Esta recuperação parcial tornou-se possível graças à doação da família Malfatti ao IEB-USP, nas comemorações do centenário de nascimento da artista, em 1989. A doação incluiu o arquivo pessoal da pintora (fotos, documentos, manuscritos, catálogos, cartas, recortes), cadernos de desenho de vários períodos e, ainda, matrizes de gravura localizadas anos depois do falecimento de Anita Malfatti. Sobreviveram 22 placas de metal (cobre, zinco, latão e alumínio), uma sem gravação, outras com incisões frente e verso, correspondendo a 20 obras. Na maioria, trabalhos monocromáticos, placas de pequena dimensão, revelando texturas e linhas profundamente marcadas, e retratos simplesmente definidos em linhas incisas. Recuperaram imagens gravadas na Alemanha, nos Estados Unidos e no Brasil. Algumas já são conhecidas, através de exemplares originais realizados pela artista, já localizados. Uma devolve ao público a obra exposta na individual de 1914, reconhecível em fotografia da mostra (O colega, 1911/13); duas dão indícios sobre possíveis peças expostas em 1917/18 e 1922. Outras revelaram imagens até então desconhecidas. Quatro delas ainda levantam questões e pedem maior estudo.

Visando a recuperação, o estudo e a divulgação dessas obras constantes nas matrizes preservadas, o Instituto de Estudos Brasileiros realizou uma primeira etapa, de pesquisa, catalogação e recuperação do material calcográfico, trabalho realizado em 1996/97 por Ana Paula Felicíssimo de Camargo Lima (Bolsa de Artes VITAE), contando com a assessoria e experiência de Carlos Martins e o exemplo de profissionais e museus que realizaram trabalhos semelhantes.
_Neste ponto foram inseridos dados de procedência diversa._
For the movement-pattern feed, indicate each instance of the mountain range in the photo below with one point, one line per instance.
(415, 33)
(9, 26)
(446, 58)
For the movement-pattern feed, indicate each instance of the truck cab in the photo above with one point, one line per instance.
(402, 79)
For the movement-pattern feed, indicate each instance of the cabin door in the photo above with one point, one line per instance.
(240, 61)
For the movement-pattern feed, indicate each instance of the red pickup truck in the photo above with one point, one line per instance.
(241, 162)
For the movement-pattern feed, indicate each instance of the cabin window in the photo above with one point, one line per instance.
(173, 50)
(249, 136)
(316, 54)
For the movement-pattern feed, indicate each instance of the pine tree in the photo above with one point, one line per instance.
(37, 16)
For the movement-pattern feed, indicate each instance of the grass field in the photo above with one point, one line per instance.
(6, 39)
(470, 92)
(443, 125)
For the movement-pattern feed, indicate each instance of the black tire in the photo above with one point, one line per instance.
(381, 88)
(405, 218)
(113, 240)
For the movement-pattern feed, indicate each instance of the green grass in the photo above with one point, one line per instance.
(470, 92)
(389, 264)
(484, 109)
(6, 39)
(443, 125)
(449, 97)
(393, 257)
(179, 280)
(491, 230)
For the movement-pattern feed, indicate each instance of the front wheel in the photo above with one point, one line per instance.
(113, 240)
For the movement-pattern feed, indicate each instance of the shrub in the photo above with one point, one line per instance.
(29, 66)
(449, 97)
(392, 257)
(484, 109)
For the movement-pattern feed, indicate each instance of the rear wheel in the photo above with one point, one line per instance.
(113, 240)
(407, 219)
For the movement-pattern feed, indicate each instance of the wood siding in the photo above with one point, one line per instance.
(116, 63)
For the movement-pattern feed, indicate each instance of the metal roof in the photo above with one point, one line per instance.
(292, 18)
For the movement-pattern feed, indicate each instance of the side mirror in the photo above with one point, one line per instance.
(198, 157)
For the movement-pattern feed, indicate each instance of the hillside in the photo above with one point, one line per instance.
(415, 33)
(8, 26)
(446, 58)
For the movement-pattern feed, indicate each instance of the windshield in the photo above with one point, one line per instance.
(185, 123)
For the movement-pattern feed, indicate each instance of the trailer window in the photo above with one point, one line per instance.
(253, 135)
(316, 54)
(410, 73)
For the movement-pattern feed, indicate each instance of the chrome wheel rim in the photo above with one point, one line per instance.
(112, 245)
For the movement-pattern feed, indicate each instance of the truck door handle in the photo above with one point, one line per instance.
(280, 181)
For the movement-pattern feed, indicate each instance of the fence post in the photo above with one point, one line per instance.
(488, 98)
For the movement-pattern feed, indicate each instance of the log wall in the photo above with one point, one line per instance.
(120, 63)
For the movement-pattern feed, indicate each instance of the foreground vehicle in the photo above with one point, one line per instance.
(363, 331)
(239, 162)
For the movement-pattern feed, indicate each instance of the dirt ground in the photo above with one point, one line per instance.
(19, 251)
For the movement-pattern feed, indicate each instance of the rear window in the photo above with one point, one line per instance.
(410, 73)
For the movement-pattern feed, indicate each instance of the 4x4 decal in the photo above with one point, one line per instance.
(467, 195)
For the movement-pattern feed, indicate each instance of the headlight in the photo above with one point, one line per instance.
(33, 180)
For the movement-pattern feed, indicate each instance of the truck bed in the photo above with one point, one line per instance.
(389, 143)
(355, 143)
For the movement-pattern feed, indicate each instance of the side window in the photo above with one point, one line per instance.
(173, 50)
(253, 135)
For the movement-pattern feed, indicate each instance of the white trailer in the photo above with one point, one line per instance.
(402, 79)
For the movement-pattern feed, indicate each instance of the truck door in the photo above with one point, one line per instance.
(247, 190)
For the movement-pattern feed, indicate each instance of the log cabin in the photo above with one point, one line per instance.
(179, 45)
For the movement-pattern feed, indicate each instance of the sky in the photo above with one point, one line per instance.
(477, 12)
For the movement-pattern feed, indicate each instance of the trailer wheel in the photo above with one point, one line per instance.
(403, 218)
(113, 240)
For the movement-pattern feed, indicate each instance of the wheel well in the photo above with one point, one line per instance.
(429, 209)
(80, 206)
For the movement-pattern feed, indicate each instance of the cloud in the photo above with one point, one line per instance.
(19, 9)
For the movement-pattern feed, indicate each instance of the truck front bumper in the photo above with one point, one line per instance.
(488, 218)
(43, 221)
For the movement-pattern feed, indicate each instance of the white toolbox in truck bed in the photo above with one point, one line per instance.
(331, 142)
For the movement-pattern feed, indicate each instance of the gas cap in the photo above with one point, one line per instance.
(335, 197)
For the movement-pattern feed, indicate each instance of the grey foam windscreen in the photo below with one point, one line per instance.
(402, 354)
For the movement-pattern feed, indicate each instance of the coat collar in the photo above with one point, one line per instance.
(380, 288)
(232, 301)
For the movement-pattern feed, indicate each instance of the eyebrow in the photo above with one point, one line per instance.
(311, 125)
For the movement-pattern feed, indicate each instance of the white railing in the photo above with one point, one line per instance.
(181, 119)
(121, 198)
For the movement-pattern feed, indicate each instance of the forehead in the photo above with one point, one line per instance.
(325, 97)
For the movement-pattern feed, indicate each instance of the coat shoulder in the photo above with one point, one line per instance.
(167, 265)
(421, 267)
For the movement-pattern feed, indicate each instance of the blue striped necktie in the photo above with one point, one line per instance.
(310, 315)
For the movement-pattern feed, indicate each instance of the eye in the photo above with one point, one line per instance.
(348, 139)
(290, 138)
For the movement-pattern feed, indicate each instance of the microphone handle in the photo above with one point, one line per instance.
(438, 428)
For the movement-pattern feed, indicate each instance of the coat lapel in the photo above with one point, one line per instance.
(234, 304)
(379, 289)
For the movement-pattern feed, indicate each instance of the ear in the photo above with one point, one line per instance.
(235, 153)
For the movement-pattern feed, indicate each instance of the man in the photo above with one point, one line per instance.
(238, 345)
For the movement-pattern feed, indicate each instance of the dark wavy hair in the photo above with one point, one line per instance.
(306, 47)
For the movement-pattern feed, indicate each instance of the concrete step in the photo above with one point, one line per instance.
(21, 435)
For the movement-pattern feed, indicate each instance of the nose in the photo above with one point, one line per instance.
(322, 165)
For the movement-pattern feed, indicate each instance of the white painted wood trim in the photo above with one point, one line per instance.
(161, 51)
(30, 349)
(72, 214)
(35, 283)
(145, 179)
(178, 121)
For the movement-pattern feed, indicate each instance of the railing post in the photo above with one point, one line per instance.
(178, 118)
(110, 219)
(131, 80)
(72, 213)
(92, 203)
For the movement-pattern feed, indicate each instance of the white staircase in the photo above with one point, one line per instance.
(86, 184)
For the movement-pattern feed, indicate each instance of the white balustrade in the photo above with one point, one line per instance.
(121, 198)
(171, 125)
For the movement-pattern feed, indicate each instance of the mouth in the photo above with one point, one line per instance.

As placas apresentavam oxidações, algumas atenuadas; outras permaneceram, pois se manteve como diretriz primeira respeitar e preservar os traços, as escolhas e a intenção da artista.

O resultado possibilitou esta segunda etapa, a impressão póstuma documental, exemplar que permite o estudo de cada uma das imagens gravadas, complementando as matrizes da Coleção Anita Malfatti no IEB-USP. A presente exposição apresenta pela primeira vez essas imagens recuperadas, em uma impressão documental museológica, na qual, como foi dito, insinuam-se marcas da passagem do tempo, manchas ou sinais devidos às alterações do metal no decorrer dos cerca de 90 anos, que medeiam a incisão das placas realizada por Anita Malfatti e esta impressão no ano de 2005.

A exposição apresenta ainda documentos do arquivo da artista, relacionados com as gravuras. Entre os cadernos de desenho doados, um em especial fornece dados sobre a gravadora na época em que esteve nos Estados Unidos, com anotações de aulas e esboços de gravuras.

Nesta segunda etapa ocorre, ainda, a primeira tiragem póstuma de gravura de Anita Malfatti, realizada com a autorização da família e dentro dos parâmetros de salvaguarda já indicados. A tiragem segue o exemplo do modo como gabinetes de gravura de vários países e museus brasileiros vêm processando e divulgando seus acervos de matrizes.

O projeto contou com o suporte da Pró-Reitoria de Cultura e Extensão Universitária da USP, assim como o apoio da Direção e demais setores do IEB-USP, da família da pintora e de profissionais e instituições consultados ao longo do trabalho, a quem agradecemos.